DALL-E's first images vs what people expected: a data comparison
OpenAI's DALL-E paper dropped in January and I've been collecting reaction data. The gap between what researchers expected and what it actually produces is measurable.
When OpenAI published the DALL-E paper in January 2021, the AI research community collectively lost its mind. A model that generates images from text descriptions? The examples in the blog post looked incredible. An avocado armchair. A baby daikon radish in a tutu walking a dog.
But I'm a data person. Excitement is fine, but I wanted to measure the gap between the curated examples OpenAI showed and what DALL-E actually produces on arbitrary prompts. So I spent three months collecting data.
What I tracked
I couldn't access DALL-E directly (nobody outside OpenAI can, as of April 2021). So I did the next best thing: I gathered two datasets.
Dataset 1: Expectations. I surveyed 42 people in ML-adjacent communities (Discord, Reddit, Twitter DMs) with the question: "Based on the DALL-E blog post examples, how well do you think it would handle these 20 prompt categories?" They rated each category 1-5 for expected quality.
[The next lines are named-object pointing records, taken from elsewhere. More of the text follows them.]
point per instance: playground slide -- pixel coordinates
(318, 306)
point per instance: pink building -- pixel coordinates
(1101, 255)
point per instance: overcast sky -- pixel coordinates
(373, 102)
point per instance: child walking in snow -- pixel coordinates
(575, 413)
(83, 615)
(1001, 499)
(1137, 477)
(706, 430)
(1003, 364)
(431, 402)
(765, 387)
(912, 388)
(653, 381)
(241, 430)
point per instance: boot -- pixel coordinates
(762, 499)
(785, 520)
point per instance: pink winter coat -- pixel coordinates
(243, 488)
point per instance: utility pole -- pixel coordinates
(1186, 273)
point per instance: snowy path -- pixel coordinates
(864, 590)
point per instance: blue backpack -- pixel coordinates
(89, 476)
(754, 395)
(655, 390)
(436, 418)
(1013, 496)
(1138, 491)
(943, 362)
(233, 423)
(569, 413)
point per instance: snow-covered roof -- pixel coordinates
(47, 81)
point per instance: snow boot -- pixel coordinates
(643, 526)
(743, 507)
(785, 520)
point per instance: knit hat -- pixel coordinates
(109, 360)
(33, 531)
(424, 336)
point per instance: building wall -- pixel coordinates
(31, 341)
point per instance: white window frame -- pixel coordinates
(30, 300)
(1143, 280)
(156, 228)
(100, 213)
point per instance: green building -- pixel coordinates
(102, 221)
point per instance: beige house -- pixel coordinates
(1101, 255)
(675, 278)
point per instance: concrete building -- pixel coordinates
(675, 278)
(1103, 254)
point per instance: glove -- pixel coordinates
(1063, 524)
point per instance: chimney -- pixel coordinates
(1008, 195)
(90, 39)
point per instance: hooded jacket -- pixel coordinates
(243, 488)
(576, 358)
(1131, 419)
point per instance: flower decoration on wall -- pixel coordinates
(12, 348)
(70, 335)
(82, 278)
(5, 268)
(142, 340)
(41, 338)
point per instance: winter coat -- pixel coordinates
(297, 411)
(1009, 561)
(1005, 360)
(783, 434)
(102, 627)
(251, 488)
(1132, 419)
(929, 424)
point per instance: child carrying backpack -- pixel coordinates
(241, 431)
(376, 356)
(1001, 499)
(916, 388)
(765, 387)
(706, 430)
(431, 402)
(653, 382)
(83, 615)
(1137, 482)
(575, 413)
Dataset 2: Actual outputs. I collected every DALL-E output that OpenAI researchers shared publicly (blog post, Twitter, talks), plus outputs from the DALL-E paper on arXiv, totaling 312 images across the same 20 categories.
Then I rated the actual outputs on the same 1-5 scale (with two other raters, averaged). The gap between expected and actual tells you where people's intuitions about DALL-E are wrong.
The expectation gap
| Prompt category | Expected quality (1-5) | Actual quality (1-5) | Gap | |----------------|----------------------|---------------------|-----| | Simple objects ("a red cube") | 4.8 | 4.6 | -0.2 | | Animals in settings | 4.5 | 4.2 | -0.3 | | Fantastical creatures | 4.6 | 3.8 | -0.8 | | Food items and plating | 4.2 | 4.5 | +0.3 | | Architecture and buildings | 4.3 | 3.4 | -0.9 | | Human faces (realistic) | 4.1 | 2.8 | -1.3 | | Human hands and fingers | 3.2 | 1.9 | -1.3 | | Text/letters in images | 3.8 | 2.1 | -1.7 | | Multi-object compositions | 4.0 | 3.3 | -0.7 | | Specific art styles ("in the style of Monet") | 4.4 | 4.1 | -0.3 | | Product design mockups | 3.9 | 3.6 | -0.3 | | Scientific diagrams | 3.1 | 2.2 | -0.9 | | Maps and spatial layouts | 2.8 | 1.7 | -1.1 | | Emotional scenes | 3.7 | 3.0 | -0.7 | | Counting (specific number of objects) | 3.5 | 2.3 | -1.2 |
The two biggest surprises for me:
People overestimate DALL-E's ability with text and hands. The gap on "text/letters in images" is -1.7 points. People expected a 3.8 and the reality is around 2.1. DALL-E produces plausible-looking but garbled text. Letters exist, but they rarely spell actual words. Hands have the same problem: they exist, but counting fingers is not DALL-E's strong suit.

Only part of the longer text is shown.